LONDON Alan Johnson, the Secretary of State for Work and Pensions, joined the workforce at Remploy Electronics in Barking last week to help raise a specially commissioned flag to signal the 12-month celebration of the Remploy's Diamond Jubilee.
Remploy Barking was established as part of a network of factories throughout the country to employ ex-service men and women injured in the Second World War. Now Remploy's brief is far wider; nationally, it provides jobs and training in all parts of the economy as well as in its own factories. Last year, the organisation helped into work more than 12,000 people with a range of physical, sensory and mental disabilities.

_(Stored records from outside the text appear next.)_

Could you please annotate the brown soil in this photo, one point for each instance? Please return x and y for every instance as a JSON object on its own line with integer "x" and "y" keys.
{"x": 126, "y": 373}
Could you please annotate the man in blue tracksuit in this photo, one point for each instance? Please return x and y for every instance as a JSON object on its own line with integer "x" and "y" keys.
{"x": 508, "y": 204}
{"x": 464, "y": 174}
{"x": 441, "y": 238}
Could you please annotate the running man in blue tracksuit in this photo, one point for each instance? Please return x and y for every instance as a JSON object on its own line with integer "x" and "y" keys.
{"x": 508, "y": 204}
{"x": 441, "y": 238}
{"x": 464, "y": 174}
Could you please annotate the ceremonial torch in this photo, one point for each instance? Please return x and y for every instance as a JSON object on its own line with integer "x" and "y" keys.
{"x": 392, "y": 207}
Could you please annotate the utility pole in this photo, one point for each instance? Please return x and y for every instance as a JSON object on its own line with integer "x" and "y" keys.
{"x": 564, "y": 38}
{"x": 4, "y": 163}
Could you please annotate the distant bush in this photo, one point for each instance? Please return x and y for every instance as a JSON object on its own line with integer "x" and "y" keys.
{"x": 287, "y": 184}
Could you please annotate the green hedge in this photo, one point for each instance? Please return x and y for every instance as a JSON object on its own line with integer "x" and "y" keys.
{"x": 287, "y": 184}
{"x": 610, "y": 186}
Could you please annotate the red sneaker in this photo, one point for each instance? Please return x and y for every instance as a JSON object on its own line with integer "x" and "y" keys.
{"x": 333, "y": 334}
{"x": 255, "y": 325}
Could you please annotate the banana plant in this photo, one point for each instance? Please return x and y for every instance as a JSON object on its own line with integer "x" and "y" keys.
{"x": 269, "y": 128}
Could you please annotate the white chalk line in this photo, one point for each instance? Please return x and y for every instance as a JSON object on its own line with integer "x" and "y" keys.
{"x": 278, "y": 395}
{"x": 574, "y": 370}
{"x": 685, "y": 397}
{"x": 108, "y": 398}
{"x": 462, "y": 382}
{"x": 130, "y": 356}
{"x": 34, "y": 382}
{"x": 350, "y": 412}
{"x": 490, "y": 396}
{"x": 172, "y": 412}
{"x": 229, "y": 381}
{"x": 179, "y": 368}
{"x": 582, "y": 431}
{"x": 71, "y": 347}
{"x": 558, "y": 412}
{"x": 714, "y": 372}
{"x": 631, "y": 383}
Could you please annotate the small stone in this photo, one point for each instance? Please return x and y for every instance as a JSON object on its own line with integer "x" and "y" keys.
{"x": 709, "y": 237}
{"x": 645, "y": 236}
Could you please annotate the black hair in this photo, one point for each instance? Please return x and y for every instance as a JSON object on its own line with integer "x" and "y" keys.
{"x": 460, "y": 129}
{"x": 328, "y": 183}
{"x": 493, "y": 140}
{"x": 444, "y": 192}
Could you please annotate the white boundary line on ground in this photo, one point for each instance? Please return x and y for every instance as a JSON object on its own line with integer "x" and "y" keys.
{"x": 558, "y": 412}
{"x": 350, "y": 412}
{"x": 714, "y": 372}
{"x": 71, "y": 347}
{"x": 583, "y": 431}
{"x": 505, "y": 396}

Johnson, said, “I am delighted to be here to mark the 60th anniversary of Remploy and to acknowledge the valuable work they do in providing employment opportunities for disabled people. Some employersstill need to be convinced that there are real business benefits to employing disabled people and Remploy is testimony to the fact that no company can afford to ignore the skills, energy and creativity of disabled people.”
Bob Warner, Remploy's Chief Executive said, “Remploy is a unique company – not only because of the diverse range of successful businesses we run and services we offer, but also because of the people we employ. They are skilled and motivated and share our aspiration to continually improve the company – and they happen to be disabled.”
Secretary of State for Work and Pensions, Alan Johnson (left) and Remploy Barking manager, Tyrone Pearce, hold flag commemorating Remploy's 60th anniversary.